01Research in Context

01

What this study did

Four preschoolers with autism learned picture symbols on a computer.

The program showed stories and games. Half the pictures were in color. Half were grey.

The team used an alternating-treatments design. They switched color and grey sets each day.

02

What they found

All four kids learned both color and grey symbols. They kept the skills two weeks later.

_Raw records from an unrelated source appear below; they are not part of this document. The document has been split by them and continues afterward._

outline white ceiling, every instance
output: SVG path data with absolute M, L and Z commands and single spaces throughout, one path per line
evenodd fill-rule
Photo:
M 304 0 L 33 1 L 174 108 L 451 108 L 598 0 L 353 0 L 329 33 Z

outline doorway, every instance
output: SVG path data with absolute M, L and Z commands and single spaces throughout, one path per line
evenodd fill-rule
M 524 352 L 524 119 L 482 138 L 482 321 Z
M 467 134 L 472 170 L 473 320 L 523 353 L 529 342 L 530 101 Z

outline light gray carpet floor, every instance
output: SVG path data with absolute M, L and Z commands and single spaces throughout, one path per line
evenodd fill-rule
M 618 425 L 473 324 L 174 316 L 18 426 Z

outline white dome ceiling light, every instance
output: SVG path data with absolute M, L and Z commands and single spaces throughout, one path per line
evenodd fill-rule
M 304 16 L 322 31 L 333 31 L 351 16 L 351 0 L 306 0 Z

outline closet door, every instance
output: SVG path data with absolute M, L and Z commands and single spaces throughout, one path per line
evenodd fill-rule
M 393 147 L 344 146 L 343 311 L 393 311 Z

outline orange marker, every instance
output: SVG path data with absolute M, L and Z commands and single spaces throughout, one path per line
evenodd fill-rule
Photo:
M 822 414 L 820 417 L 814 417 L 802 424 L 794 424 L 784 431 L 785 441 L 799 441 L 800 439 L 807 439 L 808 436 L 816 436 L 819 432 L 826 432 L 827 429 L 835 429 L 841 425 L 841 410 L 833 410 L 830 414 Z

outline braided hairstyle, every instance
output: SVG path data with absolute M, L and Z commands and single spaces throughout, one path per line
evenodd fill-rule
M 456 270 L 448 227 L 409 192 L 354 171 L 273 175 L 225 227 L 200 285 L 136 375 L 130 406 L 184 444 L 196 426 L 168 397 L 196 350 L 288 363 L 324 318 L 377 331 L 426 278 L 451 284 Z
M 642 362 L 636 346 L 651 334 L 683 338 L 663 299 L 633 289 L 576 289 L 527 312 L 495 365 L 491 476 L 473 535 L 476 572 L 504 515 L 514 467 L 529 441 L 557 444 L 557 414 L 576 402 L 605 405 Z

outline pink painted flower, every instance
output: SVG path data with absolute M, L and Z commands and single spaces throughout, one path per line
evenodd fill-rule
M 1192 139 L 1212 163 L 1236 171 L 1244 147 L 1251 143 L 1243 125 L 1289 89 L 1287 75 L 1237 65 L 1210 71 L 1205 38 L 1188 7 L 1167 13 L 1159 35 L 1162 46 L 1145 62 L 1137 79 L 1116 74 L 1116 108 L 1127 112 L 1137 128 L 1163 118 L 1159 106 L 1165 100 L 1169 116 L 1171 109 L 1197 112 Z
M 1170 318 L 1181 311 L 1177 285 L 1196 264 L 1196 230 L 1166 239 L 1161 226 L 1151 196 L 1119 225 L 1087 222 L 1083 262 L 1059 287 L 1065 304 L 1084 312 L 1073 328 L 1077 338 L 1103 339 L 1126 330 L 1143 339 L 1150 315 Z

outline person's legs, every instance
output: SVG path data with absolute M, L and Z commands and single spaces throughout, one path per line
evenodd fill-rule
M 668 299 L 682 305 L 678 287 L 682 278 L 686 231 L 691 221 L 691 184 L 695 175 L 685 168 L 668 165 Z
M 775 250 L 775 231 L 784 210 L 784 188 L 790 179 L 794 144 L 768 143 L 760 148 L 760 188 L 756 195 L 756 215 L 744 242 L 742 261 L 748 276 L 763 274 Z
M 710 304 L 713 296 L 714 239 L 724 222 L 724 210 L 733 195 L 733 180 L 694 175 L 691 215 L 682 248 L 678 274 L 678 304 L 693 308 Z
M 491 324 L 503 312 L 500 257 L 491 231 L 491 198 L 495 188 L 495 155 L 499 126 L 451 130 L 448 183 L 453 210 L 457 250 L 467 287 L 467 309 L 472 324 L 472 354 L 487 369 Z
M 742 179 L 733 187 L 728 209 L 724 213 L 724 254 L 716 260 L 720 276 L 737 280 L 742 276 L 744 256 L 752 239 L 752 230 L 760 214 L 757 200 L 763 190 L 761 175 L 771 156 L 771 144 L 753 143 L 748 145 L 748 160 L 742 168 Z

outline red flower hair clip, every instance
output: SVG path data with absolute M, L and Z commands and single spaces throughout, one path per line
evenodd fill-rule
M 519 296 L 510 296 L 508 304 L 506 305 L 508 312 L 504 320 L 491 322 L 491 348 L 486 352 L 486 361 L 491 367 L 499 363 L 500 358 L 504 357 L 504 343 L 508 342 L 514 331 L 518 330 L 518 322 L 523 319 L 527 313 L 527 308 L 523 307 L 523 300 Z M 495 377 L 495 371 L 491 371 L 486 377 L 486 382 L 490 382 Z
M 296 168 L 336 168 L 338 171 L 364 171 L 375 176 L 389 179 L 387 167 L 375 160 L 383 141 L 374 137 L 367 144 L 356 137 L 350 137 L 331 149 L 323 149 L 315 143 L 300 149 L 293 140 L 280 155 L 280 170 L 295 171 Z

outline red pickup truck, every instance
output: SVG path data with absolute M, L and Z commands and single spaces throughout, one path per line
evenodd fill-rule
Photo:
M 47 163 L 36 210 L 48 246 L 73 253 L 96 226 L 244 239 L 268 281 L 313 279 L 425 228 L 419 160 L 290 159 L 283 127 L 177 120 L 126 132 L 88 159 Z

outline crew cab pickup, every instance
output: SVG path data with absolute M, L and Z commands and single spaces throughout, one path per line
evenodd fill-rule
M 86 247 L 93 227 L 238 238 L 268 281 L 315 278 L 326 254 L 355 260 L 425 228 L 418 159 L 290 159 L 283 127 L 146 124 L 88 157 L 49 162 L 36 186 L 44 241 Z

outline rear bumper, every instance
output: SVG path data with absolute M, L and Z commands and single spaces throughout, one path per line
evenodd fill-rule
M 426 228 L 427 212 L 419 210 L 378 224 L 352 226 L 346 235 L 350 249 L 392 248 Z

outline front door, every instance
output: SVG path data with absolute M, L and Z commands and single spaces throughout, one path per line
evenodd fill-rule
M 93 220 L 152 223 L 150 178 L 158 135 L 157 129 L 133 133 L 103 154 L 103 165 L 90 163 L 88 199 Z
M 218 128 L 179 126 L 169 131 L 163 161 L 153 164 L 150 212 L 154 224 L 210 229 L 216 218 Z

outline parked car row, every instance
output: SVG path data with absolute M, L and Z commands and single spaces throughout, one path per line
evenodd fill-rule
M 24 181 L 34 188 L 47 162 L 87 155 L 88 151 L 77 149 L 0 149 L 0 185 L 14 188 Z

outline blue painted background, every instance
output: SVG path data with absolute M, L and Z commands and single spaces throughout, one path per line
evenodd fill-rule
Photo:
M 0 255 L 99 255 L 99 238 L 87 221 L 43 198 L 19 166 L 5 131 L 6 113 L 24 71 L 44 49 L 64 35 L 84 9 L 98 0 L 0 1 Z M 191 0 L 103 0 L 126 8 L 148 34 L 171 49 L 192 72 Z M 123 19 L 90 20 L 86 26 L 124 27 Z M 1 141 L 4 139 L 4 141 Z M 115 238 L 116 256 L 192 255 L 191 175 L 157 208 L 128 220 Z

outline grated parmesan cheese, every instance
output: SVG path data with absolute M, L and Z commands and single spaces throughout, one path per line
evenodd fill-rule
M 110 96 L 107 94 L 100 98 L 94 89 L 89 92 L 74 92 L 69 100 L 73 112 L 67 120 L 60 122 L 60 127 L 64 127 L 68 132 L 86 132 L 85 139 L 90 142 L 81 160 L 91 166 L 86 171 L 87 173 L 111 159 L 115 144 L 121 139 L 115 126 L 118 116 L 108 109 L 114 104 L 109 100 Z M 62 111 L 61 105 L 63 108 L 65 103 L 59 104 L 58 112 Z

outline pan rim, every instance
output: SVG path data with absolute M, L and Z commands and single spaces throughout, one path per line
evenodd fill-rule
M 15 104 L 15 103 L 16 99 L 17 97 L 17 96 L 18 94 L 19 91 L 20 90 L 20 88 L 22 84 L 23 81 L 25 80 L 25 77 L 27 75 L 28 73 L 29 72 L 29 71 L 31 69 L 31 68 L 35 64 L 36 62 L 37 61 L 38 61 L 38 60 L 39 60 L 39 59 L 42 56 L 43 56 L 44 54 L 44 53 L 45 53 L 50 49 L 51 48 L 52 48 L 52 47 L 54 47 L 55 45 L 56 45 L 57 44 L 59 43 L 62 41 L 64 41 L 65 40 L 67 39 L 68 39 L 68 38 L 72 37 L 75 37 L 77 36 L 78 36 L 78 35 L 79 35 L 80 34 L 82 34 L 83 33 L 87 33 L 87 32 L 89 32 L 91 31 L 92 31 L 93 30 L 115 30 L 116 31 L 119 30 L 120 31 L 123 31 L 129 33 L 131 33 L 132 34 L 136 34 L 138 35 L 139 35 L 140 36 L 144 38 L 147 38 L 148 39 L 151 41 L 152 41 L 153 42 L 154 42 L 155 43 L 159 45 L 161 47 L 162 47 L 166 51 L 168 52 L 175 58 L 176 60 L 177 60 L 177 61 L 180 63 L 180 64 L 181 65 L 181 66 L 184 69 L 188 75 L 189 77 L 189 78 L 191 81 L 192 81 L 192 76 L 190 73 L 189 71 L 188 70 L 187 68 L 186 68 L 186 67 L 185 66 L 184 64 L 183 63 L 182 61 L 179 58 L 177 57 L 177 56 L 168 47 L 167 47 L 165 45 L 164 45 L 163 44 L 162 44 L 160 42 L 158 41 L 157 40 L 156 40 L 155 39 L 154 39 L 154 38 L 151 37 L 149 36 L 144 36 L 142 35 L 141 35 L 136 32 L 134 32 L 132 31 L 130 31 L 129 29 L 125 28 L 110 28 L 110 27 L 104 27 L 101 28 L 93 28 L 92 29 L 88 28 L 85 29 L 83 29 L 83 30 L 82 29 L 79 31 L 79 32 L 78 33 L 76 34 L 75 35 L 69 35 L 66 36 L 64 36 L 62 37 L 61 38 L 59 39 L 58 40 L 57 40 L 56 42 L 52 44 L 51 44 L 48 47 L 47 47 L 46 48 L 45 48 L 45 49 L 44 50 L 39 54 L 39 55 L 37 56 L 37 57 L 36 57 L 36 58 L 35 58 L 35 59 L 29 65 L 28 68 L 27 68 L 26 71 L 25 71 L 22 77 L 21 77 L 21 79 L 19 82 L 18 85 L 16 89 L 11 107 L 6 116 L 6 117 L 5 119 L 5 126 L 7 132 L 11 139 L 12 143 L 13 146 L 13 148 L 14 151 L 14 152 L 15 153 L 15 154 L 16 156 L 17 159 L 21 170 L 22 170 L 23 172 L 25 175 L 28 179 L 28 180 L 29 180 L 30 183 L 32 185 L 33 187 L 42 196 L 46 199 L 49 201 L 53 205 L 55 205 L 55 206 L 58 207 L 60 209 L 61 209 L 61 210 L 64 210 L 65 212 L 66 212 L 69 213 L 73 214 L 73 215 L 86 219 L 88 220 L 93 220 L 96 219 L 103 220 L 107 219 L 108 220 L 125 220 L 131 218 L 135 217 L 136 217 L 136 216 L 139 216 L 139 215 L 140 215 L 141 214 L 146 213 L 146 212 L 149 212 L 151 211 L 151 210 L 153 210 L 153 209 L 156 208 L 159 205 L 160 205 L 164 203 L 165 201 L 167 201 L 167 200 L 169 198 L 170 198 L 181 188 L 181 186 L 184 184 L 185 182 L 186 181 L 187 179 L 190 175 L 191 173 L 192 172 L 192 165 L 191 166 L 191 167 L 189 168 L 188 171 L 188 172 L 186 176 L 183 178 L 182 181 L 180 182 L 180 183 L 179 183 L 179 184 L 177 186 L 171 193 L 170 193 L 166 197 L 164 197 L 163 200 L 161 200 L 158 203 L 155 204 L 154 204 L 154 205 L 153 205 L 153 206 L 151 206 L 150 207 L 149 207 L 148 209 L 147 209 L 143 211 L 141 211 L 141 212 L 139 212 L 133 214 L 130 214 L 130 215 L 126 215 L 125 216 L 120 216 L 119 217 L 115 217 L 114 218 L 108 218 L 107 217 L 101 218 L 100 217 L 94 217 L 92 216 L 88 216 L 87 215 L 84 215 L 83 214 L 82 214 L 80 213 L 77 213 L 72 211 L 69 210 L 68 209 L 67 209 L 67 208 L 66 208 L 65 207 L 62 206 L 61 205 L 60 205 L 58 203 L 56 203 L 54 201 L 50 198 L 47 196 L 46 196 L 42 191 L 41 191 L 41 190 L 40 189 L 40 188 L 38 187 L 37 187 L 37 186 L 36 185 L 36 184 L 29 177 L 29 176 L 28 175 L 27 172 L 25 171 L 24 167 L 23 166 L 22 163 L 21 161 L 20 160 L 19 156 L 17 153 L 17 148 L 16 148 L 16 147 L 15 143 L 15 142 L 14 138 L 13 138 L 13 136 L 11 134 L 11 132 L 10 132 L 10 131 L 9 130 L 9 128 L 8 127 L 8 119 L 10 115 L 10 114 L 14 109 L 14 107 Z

Two children used the symbols in new places better when they first saw grey pictures.

Grey-scale first may help some learners transfer the skill to new cards.

03

How this fits with other research

Pai Khot et al. (2023) later used picture cards to teach tooth brushing to older autistic kids. Their positive result shows the idea keeps working after preschool.

Evans et al. (2024) also ran computer lessons with quick prompts. They taught signs instead of pictures. Both studies show computers can deliver fast, clear trials.

Davis et al. (1994) found pronoun trouble in autism but did not test symbols. The new study gives a tool for that gap.

04

Why it matters

Start teaching symbols in grey for every new learner. After a week probe generalisation with color cards. If the child transfers easily, add color. If not, stay grey longer. This five-minute check can save weeks of re-teaching later.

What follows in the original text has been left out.